How can we combine the above metrics to pick the most important characters, since for each metric, the top list is not the same?   
First of all, we notice that only the eigenvector centrality is very different compared to the other centrality measures. But we cannot ignore it.  

An idea is to create an equally weighted mean of each centrality measure for each character.  

Another idea comes from the fact that some characters might just appear only once and then be connected to the most important characters for one episode, they might have very high eigenvector centrality. To avoid this, we multiply together all the measures for each character.  

Finally, we can find percentiles for each measure and select the characters that are above a certain percentile in all centrality measures.
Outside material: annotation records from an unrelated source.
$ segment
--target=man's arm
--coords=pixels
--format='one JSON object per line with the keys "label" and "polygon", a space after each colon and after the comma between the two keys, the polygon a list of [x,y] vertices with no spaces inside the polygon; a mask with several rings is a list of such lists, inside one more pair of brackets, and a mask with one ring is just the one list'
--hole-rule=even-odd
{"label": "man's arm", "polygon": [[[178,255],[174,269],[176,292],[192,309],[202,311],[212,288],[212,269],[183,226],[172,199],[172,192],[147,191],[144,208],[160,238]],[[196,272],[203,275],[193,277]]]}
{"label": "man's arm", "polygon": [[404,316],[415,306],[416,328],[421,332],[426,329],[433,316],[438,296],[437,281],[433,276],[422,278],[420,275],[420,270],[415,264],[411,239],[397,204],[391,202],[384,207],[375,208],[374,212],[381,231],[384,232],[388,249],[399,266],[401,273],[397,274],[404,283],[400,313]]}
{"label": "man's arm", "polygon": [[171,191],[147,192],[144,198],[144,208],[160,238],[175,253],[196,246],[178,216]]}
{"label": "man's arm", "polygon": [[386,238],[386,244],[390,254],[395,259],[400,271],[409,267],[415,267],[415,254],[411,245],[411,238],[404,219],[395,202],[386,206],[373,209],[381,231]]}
We can create a pandas dataframe where the first column is the character name and then each column holds its cecntrality measure. Finally, in the last column the equally weighted mean is calculated:

In [17]:
data = {'name': list(betweenness.keys()),
        'betweenness':list(betweenness.values()),
        'eigenvector':list(eigenvector.values()),
        'degree': list(degree_centr.values()),
        'closeness':list(closeness_centr.values()),
       }

centralities_df = pd.DataFrame.from_dict(data)

In [18]:
cols = centralities_df.columns

In [49]:
percentiles = [50,50, 50,50] # Weigh betweenness more

centralities_perc = [ np.percentile( centralities_df[cols[i+1]], percentiles[i]) for i in range(4) ]

In [55]:
reduced_centralities_df = centralities_df[  (centralities_df[cols[1]] > centralities_perc[0])
                & (centralities_df[cols[2]] > centralities_perc[1]) 
                & (centralities_df[cols[3]] > centralities_perc[2]) 
                & (centralities_df[cols[4]] > centralities_perc[3]) 
            ]

In [56]:
reduced_centralities_df.sort_values('betweenness', ascending=False)
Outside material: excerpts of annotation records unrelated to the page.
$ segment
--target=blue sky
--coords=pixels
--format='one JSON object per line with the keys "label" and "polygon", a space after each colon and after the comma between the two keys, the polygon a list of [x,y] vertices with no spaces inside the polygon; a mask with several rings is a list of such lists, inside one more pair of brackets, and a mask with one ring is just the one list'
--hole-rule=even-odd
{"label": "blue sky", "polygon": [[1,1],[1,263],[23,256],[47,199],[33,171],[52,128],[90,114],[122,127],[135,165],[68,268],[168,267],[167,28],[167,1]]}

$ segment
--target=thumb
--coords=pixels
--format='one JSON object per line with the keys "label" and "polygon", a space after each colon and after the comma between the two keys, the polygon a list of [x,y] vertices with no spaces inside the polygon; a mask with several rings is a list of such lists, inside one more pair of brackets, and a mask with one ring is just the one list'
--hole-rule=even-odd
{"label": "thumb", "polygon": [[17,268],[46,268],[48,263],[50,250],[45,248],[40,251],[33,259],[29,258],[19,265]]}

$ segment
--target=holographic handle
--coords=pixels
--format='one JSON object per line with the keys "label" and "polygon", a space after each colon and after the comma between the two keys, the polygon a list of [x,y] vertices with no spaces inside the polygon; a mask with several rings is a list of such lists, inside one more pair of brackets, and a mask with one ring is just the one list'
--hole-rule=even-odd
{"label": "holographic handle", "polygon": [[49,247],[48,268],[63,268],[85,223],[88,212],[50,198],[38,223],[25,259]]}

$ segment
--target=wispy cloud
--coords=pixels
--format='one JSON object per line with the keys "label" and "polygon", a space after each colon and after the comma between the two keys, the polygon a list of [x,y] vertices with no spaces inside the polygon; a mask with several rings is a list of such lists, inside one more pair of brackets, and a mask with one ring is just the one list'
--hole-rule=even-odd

Unnamed: 0,name,betweenness,eigenvector,degree,closeness
0,Eric Cartman,0.265577,0.078864,0.262287,0.514404
3,Stan Marsh,0.138965,0.051882,0.174209,0.482947
2,Kyle Broflovski,0.108360,0.047553,0.157664,0.478368
1545,Randy Marsh,0.098064,0.032506,0.114355,0.444316
236,Butters Stotch,0.078925,0.026209,0.118248,0.450822
...,...,...,...,...,...
1935,Unified Atheist League (UAL),0.000011,0.002155,0.002433,0.342129
1568,Rex,0.000011,0.004621,0.002920,0.362765
1105,Mark Zuckerberg,0.000011,0.003944,0.003893,0.358965
707,Hackelm Cartman,0.000011,0.003489,0.003406,0.349435


What do we have as a result? Many characters which are indeed central (from someone that has seen the series) but also many characters which are:  
- Groups (eg. Coon and friends, The Boys)  
- Characters from one specific episode, marked with parentheses  
- Characters which have no names and are some other character's relatives. Usually with a `'`  

Assuming no prior knowledge of the show, one cannot know in advance if any of these aforementioned character groups should be removed. As a result, we continue.